12Tandis que Shakespeare joue en permanence dans cette pièce sur la triade « earth », « plot » et « ground », il n’est pas fortuit qu’il choisisse le terme « earth » aux connotations positives, lié à la matrice, mère nourricière, pour référer à Venise. Si le caractère imprécis du groupe nominal « that pleasant country’s earth » ne peut, à proprement parler, renvoyer à la description d’un paysage, il inaugure néanmoins dans le corpus shakespearien un processus de spatialisation de la ville, une cartographie élégiaque. Outre l’idée de distance portée par « that » et prolongée par l’enjambement du vers Venise figure  comme l’étape obligée avant de s’embarquer en Terre Sainte, le déictique renvoie indirectement au monologue de Jean de Gand qui, au début de l’acte II, prédit les maux à venir avant de rendre son dernier souffle.  Endossant le rôle de prophète et de patriote, il évoque « that » England, celle du passé glorieux et du mythe et l’oppose à « this England », la terre vaine, celle du mauvais gouvernement du dernier des Plantagenets. L’écho nous invite à faire un parallèle entre Venise et l’Angleterre d’avant Richard. Venise se voit conférer un rôle protecteur que l’Angleterre n’a plus. En retraçant une histoire ancienne de deux cents ans, le poète invente une Venise ancrée dans l’imaginaire médiéval, représentée comme un sépulcre chrétien, rempart contre les Païens, les Turcs et les Sarrasins.

13Confrontée aux nombreuses occurrences de paysages vénitiens dans Le Marchand et Othello, j’ai opté pour une sélection de moments qui problématisent les relations entre paysage et vision et qui dramatisent la dimension oculaire, l’instabilité du regard, les trompe-l’œil. La thématique « voir Venise » pourra alors être infléchie en « voir à Venise ».

14Le premier moment retenu est un passage comique du Marchand dans lequel Shakespeare rend compte de la trame serrée du tissu urbain, telle que Jacopo de Barbari l’avait représentée en 1500 dans sa Vue Perspective.

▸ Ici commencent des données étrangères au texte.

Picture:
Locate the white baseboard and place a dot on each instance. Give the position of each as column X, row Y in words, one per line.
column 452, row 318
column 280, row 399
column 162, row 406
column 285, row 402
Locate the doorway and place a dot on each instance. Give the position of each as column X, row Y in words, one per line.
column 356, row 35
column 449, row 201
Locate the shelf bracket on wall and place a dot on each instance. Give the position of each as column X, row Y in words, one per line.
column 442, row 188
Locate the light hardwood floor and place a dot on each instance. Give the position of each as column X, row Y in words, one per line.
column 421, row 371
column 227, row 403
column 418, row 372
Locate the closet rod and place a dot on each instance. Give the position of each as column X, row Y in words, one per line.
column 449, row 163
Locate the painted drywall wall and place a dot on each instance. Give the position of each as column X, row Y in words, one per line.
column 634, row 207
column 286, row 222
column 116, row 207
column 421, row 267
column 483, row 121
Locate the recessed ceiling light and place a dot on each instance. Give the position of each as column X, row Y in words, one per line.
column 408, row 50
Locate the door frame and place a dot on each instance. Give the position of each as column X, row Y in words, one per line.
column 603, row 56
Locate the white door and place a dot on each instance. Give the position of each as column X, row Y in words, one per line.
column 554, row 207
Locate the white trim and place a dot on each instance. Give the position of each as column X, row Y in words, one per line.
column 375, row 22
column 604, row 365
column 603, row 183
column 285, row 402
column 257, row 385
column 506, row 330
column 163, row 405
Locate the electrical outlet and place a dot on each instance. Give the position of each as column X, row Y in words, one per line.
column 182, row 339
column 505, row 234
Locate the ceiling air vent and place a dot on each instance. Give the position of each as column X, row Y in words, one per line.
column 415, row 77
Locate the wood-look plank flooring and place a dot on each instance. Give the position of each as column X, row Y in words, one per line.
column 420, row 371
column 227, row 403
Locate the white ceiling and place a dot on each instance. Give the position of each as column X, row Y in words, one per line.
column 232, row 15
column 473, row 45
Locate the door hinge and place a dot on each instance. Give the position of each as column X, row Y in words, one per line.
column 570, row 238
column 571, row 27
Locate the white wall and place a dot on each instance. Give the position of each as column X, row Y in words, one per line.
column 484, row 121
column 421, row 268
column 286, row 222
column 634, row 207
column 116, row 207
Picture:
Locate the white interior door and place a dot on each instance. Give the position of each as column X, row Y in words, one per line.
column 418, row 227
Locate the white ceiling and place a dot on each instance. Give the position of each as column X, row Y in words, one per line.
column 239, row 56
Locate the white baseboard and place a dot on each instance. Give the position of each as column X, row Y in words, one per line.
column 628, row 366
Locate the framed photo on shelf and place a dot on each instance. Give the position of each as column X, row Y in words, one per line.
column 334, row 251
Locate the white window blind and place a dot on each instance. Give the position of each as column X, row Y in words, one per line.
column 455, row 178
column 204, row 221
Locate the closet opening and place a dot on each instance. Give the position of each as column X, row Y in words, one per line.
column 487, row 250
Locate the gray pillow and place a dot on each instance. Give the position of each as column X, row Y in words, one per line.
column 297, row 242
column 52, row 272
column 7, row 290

Il s’agit de la scène comique où Lancelot renseigne son propre père sur l’itinéraire à emprunter afin de parvenir à la maison de « Master Jew », son maître :

Turn up on your right hand at the next turning, but at the very next turning of all on your left, marry, at the very next turning, turn of no hand, but turn down indirectly to the Jew’s house.(II.2.37-40)12

15De façon ironique, Shakespeare offre à son public une topographie vénitienne qui s’adresse au vieux Gobbo aveugle. Les indications que Lancelot fournit à son père pour se rendre à la maison de Shylock sont délibérément confuses et semblent mettre en œuvre une spatialisation de la formule de Florio : « the impossible within the impossible »13. Ce brouillage des pistes peut paraître délibéré compte tenu de l’examen de conscience que Lancelot vient de s’infliger, afin de rendre légitime sa tentative de fuite de la maison de son maître. Malgré cela, la syntaxe semble épouser les circonvolutions topographiques de la ville et figurer l’espace labyrinthique de Venise. Les marqueurs spatiaux « up » et « down » évoquent de façon indirecte la présence des multiples ponts de Venise. Si l’absence du terme « ghetto » pourrait fournir la preuve d’une réticence de la part de Shakespeare à recourir à des « effets de réel », le passage suggère néanmoins la volonté de faire coïncider topographie et psychologie.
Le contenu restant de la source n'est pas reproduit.